The long-discussed "Great Rotation" won't be from bonds to stocks, but will be within the bond market, BlackRock Chairman and CEO Larry Fink told CNBC on Thursday, as the investment firm reported better-than-expected earnings.
Fink said in a "Squawk Box" interview that he's seeing a rotation into high-yield, short duration bonds, as investors try to avoid interest rate risk.
"If you believe interest rates are going higher, [the core bond index] is going to be a painful index to be sitting in," he said. "We are seeing a rotation from core index into low duration, into high yield."
In a higher rate scenario, he added, if the stock market also continues to move higher, "you will see rebalancing into fixed income," as investors take their profits and seek the safety of bonds.
On Thursday, BlackRock said it earned $4.92 a share, excluding one-time items, in the fourth quarter. Analysts had expected the company to report profit of $4.33 a share. Revenue beat estimates, as well, coming in at $2.78 billion.
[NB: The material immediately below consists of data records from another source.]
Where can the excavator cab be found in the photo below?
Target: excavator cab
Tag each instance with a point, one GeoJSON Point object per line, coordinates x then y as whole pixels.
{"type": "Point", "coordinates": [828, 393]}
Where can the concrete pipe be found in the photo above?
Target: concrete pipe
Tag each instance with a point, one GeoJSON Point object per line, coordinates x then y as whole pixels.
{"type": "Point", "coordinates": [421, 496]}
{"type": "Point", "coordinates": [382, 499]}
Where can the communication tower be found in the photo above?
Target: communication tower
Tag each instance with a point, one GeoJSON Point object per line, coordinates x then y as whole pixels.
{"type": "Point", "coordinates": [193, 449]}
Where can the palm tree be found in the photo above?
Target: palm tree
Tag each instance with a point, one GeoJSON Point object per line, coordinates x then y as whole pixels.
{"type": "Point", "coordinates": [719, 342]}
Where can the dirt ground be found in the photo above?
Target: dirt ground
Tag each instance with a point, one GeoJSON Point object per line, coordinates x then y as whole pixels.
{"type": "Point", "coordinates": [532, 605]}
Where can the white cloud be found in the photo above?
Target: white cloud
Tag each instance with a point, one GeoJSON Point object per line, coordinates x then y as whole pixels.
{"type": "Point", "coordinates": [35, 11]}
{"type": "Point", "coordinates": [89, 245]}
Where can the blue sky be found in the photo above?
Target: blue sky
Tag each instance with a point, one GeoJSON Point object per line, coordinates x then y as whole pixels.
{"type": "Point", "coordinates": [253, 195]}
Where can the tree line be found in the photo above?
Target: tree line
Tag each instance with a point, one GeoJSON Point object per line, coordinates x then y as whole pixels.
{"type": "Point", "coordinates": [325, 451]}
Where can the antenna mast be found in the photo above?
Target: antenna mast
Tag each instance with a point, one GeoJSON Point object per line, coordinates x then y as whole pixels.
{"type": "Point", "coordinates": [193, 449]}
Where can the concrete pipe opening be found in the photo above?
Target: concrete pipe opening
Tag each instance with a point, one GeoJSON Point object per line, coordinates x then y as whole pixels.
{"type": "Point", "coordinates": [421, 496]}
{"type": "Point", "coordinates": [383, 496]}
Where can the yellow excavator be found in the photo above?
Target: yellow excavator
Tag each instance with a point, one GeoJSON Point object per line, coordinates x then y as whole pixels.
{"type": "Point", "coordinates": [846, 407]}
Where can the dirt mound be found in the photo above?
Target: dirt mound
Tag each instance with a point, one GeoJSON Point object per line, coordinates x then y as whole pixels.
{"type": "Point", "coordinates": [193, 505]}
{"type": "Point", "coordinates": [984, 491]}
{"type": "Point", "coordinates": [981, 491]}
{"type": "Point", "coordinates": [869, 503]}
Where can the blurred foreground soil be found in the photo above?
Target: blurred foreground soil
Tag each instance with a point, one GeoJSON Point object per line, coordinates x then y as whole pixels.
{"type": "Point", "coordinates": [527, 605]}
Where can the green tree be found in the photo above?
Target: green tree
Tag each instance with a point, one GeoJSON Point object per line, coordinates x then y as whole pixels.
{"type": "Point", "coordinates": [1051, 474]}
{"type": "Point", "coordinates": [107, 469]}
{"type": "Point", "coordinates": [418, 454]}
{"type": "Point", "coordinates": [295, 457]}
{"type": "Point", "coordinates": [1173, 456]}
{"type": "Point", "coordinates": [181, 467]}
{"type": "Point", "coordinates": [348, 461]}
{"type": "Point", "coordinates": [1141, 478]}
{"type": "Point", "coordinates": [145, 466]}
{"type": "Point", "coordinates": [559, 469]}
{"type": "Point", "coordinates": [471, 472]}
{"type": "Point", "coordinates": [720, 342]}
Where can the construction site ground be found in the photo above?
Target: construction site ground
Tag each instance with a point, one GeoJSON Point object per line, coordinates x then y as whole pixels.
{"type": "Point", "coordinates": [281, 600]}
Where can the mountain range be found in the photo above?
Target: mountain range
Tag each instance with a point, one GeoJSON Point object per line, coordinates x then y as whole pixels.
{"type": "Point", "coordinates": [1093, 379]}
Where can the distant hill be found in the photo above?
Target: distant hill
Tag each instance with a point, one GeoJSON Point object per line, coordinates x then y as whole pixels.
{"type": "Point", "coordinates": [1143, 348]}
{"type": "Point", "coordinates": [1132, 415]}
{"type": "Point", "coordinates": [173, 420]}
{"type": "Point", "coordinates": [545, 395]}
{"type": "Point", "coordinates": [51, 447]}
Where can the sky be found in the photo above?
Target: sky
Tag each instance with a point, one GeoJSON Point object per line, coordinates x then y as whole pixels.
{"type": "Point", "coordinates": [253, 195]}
BlackRock also raised its quarterly dividend by 15 percent to $1.93 from $1.68 a share.
On the economic front, Fink said, "The U.S. is going to get stronger primarily because we more rapidly fixed our banking system."
"We're getting better because our companies are sitting on a lot of cash. And I believe the outlook in the United States is stronger, so you're going to see more investing in capital expenditures in 2014 than you have in 2013 and 2012," he added.
"Most importantly, our energy sector is so transformational," he continued. "The cost of electricity, the cost of natural gas is so much cheaper here than Europe."
Fink said this is why he sees the U.S. economy growing at a rate of 3 percent to 3.5 percent this year.
He also predicted that inflation will remain tame, and interest rates in the bond market will be "more muted than consensus" forecasts.